Qu’est-ce qui a motivé ce changement de parcours ? 

 

Depuis enfant j'ai une forte attirance et aptitude pour les métiers manuels; les réalisations qui nécessitent minutie et dextérité sont celles où je m'épanouie. Par le biais de l’équitation j’ai eu le goût des belles choses, de la noblesse des matériaux, et donc du cuir. Baigner dans le monde de ce sport m’a appris la rigueur, la beauté du geste, le sens du détail, la remise en question et que la perfection n’existe pas, mais que certaines disciplines ont pour essence de s’y rapprocher un maximum. 

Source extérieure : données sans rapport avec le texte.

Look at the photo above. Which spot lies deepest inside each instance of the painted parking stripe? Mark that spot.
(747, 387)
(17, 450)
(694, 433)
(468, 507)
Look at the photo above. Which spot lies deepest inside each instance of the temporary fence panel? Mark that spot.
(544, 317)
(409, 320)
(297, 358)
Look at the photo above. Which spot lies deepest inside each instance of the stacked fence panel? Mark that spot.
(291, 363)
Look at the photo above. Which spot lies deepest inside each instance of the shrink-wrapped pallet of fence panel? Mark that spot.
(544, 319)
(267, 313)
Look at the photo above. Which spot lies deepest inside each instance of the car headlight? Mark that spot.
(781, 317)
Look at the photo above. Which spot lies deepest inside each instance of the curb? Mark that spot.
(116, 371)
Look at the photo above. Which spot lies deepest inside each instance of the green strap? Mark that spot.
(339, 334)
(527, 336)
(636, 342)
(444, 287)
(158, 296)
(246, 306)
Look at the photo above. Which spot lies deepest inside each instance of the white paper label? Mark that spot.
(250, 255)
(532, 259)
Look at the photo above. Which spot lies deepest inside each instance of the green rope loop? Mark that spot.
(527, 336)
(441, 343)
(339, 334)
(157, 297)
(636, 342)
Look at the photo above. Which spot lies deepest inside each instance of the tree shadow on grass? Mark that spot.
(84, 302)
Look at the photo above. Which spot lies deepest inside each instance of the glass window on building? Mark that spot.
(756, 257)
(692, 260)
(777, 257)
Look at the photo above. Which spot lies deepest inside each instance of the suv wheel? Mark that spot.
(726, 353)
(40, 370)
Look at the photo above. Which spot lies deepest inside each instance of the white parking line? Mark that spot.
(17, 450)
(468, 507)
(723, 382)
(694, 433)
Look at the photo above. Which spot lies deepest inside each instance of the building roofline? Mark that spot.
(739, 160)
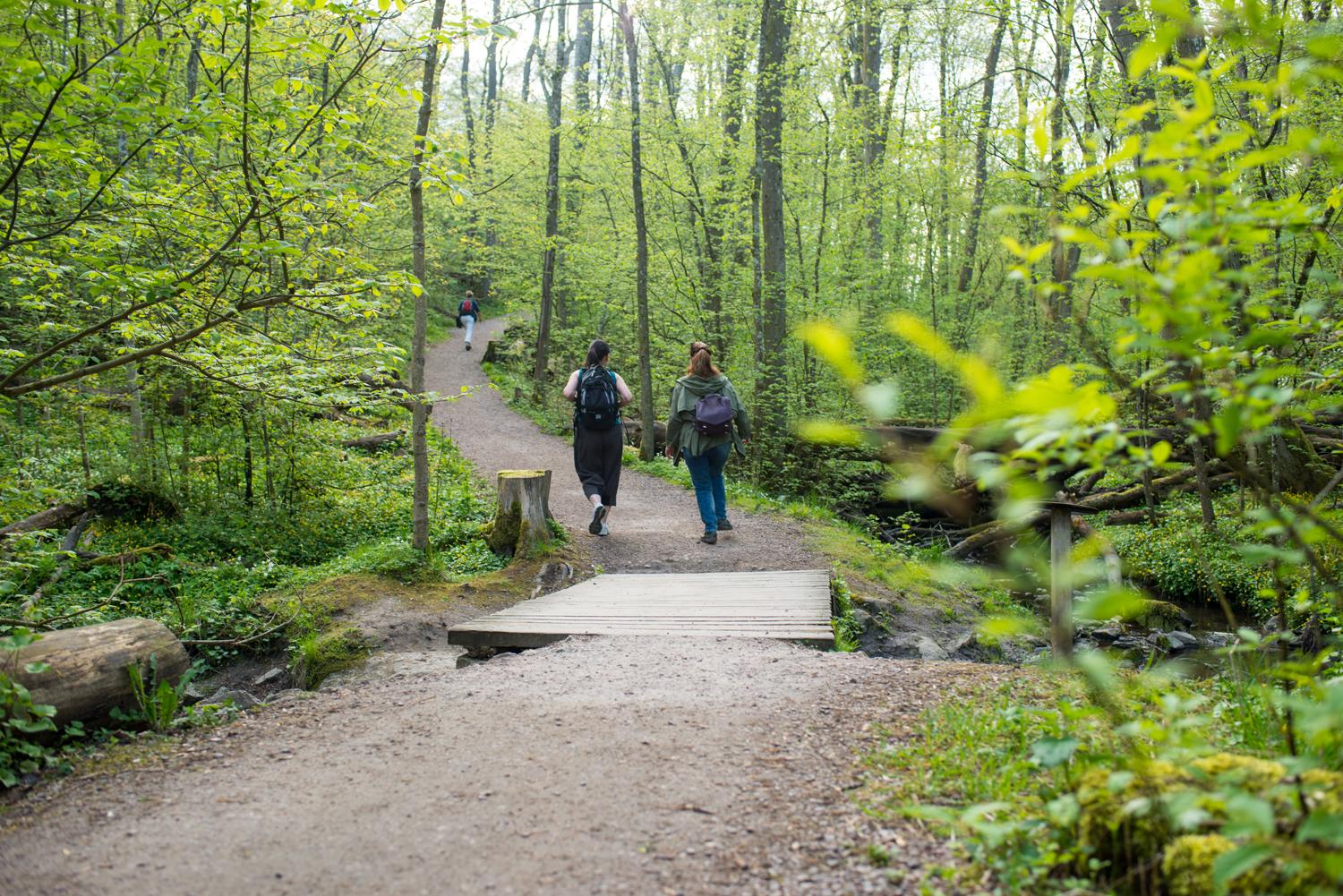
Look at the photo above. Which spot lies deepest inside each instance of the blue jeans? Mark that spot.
(706, 476)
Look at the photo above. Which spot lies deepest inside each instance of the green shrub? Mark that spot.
(26, 729)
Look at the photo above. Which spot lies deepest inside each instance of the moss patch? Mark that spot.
(320, 654)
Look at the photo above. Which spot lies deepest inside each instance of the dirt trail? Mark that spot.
(594, 766)
(654, 527)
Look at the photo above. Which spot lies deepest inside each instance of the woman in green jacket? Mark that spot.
(706, 442)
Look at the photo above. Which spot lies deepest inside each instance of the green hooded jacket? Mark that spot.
(681, 434)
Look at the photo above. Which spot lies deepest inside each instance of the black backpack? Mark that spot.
(714, 415)
(598, 402)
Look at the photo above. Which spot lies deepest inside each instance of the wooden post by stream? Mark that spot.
(1061, 576)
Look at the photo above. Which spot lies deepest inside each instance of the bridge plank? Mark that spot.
(791, 605)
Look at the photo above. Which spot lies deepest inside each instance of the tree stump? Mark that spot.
(88, 667)
(521, 519)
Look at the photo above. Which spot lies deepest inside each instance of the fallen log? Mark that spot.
(89, 558)
(634, 434)
(1114, 500)
(56, 517)
(1130, 517)
(373, 442)
(86, 668)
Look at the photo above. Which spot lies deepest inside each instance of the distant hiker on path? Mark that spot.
(598, 395)
(466, 316)
(706, 422)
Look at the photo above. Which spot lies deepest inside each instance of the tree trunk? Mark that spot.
(492, 94)
(775, 32)
(865, 96)
(88, 667)
(583, 58)
(641, 234)
(521, 519)
(717, 219)
(419, 413)
(986, 110)
(467, 113)
(1060, 303)
(553, 109)
(532, 48)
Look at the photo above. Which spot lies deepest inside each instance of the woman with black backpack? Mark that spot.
(706, 422)
(467, 311)
(598, 395)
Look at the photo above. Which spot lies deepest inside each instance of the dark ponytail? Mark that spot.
(598, 351)
(701, 363)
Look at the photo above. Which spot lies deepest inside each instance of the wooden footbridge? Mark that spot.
(791, 606)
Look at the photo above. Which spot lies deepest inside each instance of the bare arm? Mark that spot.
(626, 395)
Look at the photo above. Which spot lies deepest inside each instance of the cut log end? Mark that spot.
(521, 520)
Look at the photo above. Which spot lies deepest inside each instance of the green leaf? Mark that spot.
(1322, 828)
(1108, 605)
(1050, 753)
(1241, 860)
(830, 432)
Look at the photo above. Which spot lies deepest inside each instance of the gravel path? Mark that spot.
(593, 766)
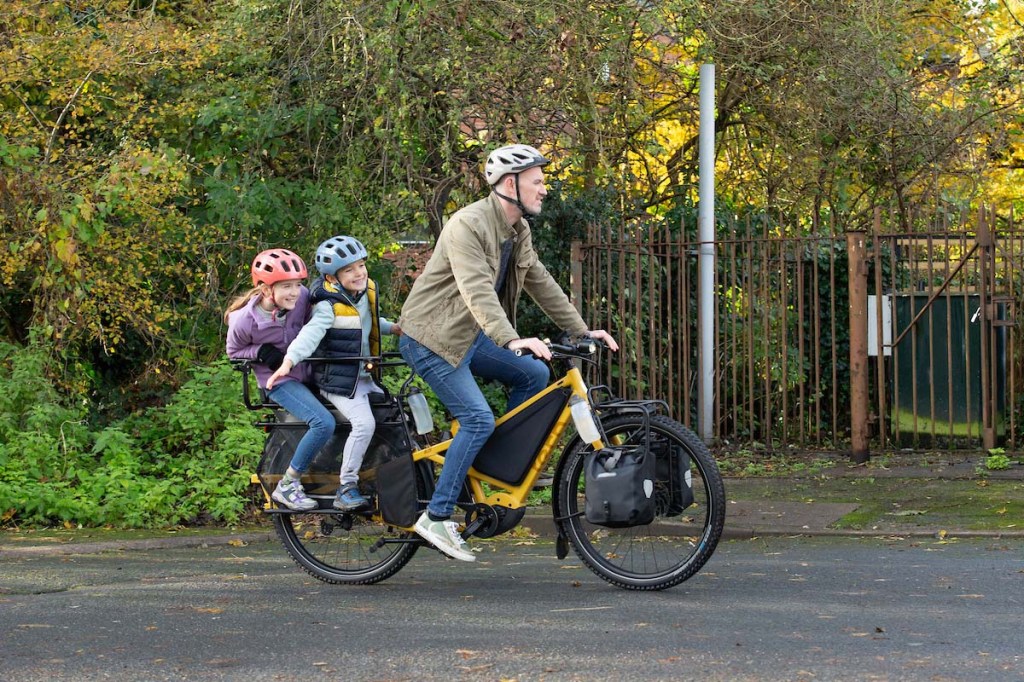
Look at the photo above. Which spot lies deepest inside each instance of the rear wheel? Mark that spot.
(684, 533)
(352, 549)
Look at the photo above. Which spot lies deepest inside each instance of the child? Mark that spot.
(260, 325)
(345, 323)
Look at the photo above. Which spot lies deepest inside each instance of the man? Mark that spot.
(459, 321)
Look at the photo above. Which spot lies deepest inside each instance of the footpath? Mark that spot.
(944, 498)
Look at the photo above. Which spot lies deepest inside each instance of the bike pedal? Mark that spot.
(561, 547)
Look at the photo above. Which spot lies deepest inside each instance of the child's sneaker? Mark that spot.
(444, 536)
(349, 499)
(293, 496)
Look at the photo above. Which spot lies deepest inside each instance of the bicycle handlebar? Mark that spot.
(582, 348)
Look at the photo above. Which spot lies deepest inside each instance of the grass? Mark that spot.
(902, 504)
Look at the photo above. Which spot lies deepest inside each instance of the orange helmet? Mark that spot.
(275, 265)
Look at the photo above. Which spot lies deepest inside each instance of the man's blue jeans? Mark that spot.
(457, 388)
(298, 399)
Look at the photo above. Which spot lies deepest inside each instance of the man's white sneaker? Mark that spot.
(444, 536)
(292, 496)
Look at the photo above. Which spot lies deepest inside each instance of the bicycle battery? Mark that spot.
(620, 486)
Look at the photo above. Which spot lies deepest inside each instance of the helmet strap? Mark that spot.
(515, 202)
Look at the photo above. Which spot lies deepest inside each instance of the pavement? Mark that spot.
(744, 517)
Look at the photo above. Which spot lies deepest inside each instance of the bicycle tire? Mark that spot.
(671, 549)
(326, 550)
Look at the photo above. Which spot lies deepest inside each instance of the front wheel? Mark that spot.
(687, 524)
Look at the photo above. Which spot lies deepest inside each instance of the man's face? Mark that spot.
(531, 189)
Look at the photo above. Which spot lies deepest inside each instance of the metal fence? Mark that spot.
(942, 360)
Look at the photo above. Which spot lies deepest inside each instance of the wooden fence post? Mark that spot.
(855, 243)
(576, 275)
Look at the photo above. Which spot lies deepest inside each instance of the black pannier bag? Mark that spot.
(620, 486)
(396, 498)
(674, 489)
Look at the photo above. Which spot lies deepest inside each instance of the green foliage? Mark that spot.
(186, 462)
(997, 460)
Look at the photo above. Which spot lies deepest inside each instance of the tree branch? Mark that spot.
(56, 126)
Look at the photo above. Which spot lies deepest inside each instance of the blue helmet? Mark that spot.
(338, 252)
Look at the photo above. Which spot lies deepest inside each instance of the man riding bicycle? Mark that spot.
(459, 322)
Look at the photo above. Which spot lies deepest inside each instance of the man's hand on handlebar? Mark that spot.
(532, 345)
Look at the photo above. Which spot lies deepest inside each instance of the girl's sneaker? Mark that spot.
(293, 496)
(349, 499)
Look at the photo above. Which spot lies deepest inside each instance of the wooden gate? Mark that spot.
(940, 351)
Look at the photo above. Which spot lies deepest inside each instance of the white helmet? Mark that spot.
(511, 159)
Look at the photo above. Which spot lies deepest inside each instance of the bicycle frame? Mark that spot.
(509, 495)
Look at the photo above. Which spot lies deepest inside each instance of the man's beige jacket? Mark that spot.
(455, 298)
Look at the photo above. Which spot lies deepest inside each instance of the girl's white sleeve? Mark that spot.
(311, 333)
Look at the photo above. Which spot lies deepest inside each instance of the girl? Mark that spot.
(345, 323)
(260, 325)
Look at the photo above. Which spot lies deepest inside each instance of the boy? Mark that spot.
(345, 323)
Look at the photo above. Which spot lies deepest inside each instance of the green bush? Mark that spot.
(186, 462)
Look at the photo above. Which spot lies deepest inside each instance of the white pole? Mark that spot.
(706, 262)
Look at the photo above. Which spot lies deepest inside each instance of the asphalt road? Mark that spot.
(773, 608)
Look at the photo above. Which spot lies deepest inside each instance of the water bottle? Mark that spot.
(584, 419)
(421, 412)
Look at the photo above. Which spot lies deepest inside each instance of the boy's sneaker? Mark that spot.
(349, 499)
(293, 496)
(444, 536)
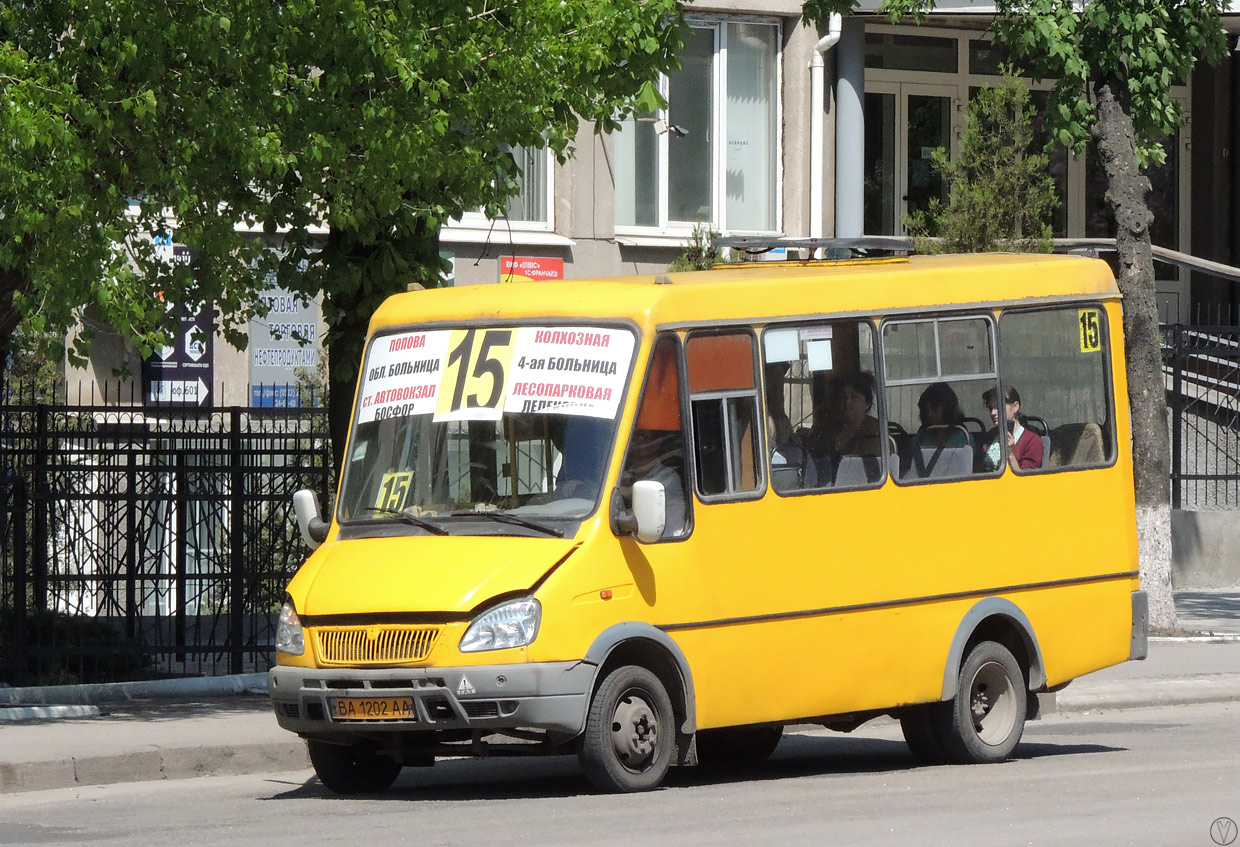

Mon grand-père était artisan boucher, mon oncle est féru de mobilier design, ma mère m'a apporté le goût pour la transmission et mon père pour le business. On mixe toutes ces influences et on a mon projet actuel. C'est intéressant avec le recul de se rendre compte des différentes influences.

Donc pour répondre à votre question, je ne pense pas qu'il s'agisse d'un changement de parcours, simplement d'une continuité. Faire des études sur le management et la stratégie commerciale à l'international ne ferme pas de portes, au contraire cela permet d'en ouvrir d'autres, de mutualiser des compétences et appétences. Les études business, n'ont pas forcément pour vocation d'amener à un travail de bureau 100% commercial.

Suite à vos expériences de stages/alternances et votre diplôme à MBS, peut-on parler de reconversion professionnelle ? 

 

Je ne pense pas qu'il s'agisse purement d'une reconversion professionnelle, mais d'une continuité, ou d’une spécialisation. 

Lorsque je travaillais en tant qu'artisan chez Hermès, effectivement on peut parler de reconversion ; sur une durée de 3 ans. Être embauchée à un statut d'ouvrier, renoncer aux avantages en termes de salaire, se retrouver “en bas de l'organigramme", apprendre le métier d’artisan, et s'épanouir dans ce travail. Je ne regrette absolument pas, au contraire cela amène une vision très enrichissante d'avoir pu faire partie "des deux côtés".
Et je pense sincèrement que c’est par le biais de ce parcours atypique que je me démarque aujourd’hui. Le travail en collaboration tant avec des architectes qu’avec les fournisseurs ou artisans est beaucoup plus naturel et fluide.

 

Pouvez-vous nous parler d’un souvenir marquant lors de votre parcours à MBS ? 

 

Je pense que ce qui m’a le plus marqué, ce sont la mixité des expériences que l’école m’a apportée : les stages dans des grandes institutions comme l’IFCE (Institut Français Du Cheval et l’Equitation) ; mais aussi l’année passée au Mexique, avec une expérience de consulting pour BMW. 
MBS est très tourné vers l’international tant dans les nationalités présentent sur le campus que dans les opportunités d’expériences professionnelles et je pense que c’est ce qui m’a le plus plus apporté.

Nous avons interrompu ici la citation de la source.